Women with PROM at term who are GBS + constitute a special subset. The Centers for Disease Control (2002) guidelines for management of GBS + women say nothing about inducing women with ruptured membranes at term, which suggests that awaiting spontaneous labor is acceptable provided that antibiotic therapy is initiated. And given that it takes time to instill the recommended dose of antibiotics, common sense dictates that women who prefer not to wait for labor should delay induction until they have an adequate dose of antibiotics on board.
In any case, regardless of GBS status or decisions around whether or when to induce, to minimize the risk of infection, women should avoid digital vaginal exams until established in labor, and their use should be minimized during labor. Data also suggest that oxytocin is the induction agent of choice. It appears to reduce infection rates compared with PGE2 without any offsetting disadvantages.

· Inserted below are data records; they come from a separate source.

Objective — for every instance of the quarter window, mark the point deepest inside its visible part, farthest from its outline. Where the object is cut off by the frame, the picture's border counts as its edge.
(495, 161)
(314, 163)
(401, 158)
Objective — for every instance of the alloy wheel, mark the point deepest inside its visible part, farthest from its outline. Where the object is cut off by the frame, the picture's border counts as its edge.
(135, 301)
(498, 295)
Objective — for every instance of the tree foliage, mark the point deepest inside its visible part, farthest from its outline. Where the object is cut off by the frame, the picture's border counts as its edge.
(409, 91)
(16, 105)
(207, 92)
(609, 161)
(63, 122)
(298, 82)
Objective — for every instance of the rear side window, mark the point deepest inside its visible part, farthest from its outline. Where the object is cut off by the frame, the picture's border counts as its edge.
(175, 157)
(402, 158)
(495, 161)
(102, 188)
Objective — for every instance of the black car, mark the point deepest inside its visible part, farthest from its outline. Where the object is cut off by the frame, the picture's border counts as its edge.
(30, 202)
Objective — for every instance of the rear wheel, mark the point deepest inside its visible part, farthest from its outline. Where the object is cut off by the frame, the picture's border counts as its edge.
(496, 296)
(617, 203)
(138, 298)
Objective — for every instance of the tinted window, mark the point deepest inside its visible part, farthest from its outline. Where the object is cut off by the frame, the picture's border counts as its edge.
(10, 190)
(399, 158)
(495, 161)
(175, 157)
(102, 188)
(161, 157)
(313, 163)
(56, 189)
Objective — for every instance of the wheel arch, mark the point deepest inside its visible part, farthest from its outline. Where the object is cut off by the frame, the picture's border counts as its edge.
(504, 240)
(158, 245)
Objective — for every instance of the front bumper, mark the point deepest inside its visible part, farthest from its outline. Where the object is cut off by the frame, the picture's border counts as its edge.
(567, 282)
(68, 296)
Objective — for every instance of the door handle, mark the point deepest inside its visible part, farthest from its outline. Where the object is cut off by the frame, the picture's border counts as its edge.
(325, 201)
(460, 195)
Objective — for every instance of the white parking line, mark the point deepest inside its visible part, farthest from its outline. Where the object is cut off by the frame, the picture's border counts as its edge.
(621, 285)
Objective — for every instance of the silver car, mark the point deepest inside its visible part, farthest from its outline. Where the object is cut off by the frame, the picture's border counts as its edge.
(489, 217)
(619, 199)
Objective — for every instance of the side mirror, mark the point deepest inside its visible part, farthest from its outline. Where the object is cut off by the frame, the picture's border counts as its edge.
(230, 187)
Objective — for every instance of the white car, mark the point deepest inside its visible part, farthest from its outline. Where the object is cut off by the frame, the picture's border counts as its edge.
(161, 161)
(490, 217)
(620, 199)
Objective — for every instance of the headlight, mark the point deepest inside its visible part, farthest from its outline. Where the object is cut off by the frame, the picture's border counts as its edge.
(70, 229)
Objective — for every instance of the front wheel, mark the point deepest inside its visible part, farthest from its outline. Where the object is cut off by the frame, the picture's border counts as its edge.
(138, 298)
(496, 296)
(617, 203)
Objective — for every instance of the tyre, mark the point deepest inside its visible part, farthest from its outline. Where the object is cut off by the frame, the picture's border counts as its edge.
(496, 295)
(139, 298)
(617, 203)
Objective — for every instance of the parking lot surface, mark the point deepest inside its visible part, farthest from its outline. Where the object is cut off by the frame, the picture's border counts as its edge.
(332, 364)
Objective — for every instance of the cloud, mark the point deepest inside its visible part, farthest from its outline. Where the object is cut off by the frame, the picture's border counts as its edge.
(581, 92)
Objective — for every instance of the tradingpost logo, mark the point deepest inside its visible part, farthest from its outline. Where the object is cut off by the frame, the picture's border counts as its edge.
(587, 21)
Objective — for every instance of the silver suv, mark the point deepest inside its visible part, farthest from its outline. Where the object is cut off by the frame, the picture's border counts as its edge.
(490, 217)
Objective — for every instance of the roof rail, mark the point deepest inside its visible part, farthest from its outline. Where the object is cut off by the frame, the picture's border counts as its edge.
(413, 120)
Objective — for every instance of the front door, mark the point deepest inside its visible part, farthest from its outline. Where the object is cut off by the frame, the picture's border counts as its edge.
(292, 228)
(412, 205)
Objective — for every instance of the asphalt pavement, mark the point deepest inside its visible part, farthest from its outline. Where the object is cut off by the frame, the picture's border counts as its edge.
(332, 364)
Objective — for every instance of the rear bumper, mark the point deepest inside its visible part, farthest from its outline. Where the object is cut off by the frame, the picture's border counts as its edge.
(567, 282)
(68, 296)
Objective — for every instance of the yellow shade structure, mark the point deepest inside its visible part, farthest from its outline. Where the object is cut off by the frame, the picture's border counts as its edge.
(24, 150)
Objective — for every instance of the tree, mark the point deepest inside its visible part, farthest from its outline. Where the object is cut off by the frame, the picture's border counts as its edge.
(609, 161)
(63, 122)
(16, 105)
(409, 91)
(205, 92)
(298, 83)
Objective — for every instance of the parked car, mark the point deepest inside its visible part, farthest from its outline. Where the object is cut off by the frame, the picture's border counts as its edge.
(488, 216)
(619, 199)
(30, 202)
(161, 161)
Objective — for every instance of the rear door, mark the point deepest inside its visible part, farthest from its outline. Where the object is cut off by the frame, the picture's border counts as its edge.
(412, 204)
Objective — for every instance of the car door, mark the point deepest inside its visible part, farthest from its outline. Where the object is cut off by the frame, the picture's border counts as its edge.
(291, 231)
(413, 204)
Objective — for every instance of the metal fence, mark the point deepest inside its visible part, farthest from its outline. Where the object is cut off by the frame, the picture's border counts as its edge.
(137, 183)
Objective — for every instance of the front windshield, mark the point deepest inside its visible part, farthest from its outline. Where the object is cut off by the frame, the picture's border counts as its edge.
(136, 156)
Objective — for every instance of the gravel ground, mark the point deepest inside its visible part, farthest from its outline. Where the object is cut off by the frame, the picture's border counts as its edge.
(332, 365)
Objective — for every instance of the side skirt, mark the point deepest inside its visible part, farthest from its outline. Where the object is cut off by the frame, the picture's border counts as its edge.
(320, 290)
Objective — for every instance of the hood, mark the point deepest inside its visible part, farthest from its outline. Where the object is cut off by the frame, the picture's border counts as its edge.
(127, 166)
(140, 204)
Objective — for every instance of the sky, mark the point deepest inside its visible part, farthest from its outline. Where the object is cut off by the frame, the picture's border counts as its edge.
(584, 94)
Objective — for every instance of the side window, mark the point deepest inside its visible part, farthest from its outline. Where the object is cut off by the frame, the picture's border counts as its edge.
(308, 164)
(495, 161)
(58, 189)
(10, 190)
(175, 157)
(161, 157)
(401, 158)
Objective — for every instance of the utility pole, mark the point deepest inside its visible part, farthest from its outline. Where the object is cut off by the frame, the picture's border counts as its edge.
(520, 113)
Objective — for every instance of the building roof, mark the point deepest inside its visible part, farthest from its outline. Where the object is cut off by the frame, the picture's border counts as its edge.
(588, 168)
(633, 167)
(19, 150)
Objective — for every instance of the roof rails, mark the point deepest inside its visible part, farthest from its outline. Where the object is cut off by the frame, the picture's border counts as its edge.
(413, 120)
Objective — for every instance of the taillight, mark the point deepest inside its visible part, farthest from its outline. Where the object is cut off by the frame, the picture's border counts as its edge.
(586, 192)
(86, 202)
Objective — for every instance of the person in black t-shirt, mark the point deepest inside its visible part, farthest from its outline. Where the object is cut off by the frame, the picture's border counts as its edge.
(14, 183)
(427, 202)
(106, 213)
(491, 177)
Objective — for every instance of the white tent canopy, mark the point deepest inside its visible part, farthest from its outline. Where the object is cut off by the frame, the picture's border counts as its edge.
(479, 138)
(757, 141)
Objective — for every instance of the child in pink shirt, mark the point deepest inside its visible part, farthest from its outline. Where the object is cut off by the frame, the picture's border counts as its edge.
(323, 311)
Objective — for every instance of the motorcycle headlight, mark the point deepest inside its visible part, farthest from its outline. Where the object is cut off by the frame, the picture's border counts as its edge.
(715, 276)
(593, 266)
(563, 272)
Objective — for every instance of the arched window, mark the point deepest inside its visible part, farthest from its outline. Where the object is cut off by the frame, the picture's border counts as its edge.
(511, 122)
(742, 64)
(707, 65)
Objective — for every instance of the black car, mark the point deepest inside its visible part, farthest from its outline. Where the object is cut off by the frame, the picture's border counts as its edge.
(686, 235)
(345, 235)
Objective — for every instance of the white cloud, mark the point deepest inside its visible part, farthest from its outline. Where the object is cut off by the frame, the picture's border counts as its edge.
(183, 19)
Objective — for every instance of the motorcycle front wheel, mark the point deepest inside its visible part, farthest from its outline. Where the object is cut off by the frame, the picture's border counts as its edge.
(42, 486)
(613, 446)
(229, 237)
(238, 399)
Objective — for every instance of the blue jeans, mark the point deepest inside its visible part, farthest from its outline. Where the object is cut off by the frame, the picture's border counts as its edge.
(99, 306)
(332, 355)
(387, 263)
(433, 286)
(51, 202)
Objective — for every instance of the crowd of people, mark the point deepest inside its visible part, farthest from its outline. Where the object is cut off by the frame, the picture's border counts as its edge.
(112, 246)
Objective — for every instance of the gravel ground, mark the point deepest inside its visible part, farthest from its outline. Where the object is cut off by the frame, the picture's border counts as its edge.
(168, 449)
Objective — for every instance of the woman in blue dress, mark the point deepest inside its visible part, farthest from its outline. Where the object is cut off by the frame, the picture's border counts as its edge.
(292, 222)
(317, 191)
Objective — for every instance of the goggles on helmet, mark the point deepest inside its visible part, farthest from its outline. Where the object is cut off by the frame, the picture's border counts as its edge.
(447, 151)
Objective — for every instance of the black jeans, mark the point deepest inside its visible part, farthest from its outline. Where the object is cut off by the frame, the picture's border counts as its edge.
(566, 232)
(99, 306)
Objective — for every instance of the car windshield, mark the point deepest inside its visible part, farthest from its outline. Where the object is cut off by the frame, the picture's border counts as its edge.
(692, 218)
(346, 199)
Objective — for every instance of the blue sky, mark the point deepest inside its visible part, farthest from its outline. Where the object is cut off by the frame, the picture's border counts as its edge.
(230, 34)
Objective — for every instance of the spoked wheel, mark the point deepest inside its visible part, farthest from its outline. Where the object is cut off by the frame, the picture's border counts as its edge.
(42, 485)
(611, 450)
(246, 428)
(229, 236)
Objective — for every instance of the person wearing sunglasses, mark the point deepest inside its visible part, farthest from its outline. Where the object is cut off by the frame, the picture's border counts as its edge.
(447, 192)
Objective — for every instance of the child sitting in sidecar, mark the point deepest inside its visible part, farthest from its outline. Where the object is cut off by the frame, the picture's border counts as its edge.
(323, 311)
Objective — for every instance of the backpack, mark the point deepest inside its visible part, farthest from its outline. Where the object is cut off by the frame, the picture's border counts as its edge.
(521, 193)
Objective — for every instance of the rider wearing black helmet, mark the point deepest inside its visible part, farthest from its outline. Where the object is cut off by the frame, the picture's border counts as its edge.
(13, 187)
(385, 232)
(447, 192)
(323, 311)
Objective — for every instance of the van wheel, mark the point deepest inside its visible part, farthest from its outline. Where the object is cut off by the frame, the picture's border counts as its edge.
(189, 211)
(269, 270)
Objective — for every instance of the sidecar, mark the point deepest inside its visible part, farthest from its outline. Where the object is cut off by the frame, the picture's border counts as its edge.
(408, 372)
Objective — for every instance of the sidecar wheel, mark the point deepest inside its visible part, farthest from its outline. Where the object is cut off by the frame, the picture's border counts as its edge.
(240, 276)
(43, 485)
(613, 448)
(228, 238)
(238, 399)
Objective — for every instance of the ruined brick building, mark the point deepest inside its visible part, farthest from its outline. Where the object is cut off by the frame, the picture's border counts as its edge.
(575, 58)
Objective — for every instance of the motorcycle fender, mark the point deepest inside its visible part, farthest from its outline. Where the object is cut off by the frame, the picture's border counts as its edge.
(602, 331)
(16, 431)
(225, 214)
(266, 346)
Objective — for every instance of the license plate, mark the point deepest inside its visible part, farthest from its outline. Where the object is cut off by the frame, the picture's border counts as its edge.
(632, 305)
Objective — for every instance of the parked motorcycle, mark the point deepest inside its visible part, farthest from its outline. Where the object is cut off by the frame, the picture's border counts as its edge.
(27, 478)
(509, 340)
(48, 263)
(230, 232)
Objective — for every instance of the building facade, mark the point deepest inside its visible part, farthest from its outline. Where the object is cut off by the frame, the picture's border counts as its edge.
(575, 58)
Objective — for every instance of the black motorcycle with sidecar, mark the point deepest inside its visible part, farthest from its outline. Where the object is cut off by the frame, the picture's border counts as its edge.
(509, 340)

ACOG. (2007). Premature rupture of membranes. Practice Bulletin No. 80.
Centers for Disease Control and Prevention. (2002) Prevention of perinatal group B streptococcal disease. MMWR;51(No.RR-11).
Dare, M. R., Middleton, P., Crowther, C. A., Flenady, V. J., & Varatharaju, B. (2006). Planned early birth versus expectant management (waiting) for prelabour rupture of membranes at term (37 weeks or more). Cochrane Database Syst Rev(1), CD005302.
Hannah, M. E., Ohlsson, A., Farine, D., Hewson, S. A., Hodnett, E. D., Myhr, T. L., et al. (1996). Induction of labor compared with expectant management for prelabor rupture of the membranes at term. TermPROM study group. N Engl J Med, 334(16), 1005-1010.
Hannah, M. E., Ohlsson, A., Wang, E. E., Matlow, A., Foster, G. A., Willan, A. R., et al. (1997). Maternal colonization with group b streptococcus and prelabor rupture of membranes at term: The role of induction of labor. TermPROM study group. Am J Obstet Gynecol, 177(4), 780-785.
Seaward, P. G., Hannah, M. E., Myhr, T. L., Farine, D., Ohlsson, A., Wang, E. E., et al. (1997). International multicentre term prelabor rupture of membranes study: Evaluation of predictors of clinical chorioamnionitis and postpartum fever in patients with prelabor rupture of membranes at term. Am J Obstet Gynecol, 177(5), 1024-1029.
Seaward, P. G., Hannah, M. E., Myhr, T. L., Farine, D., Ohlsson, A., Wang, E. E., et al. (1998). International multicenter term prom study: Evaluation of predictors of neonatal infection in infants born to patients with premature rupture of membranes at term. Premature rupture of the membranes. Am J Obstet Gynecol, 179(3 Pt 1), 635-639.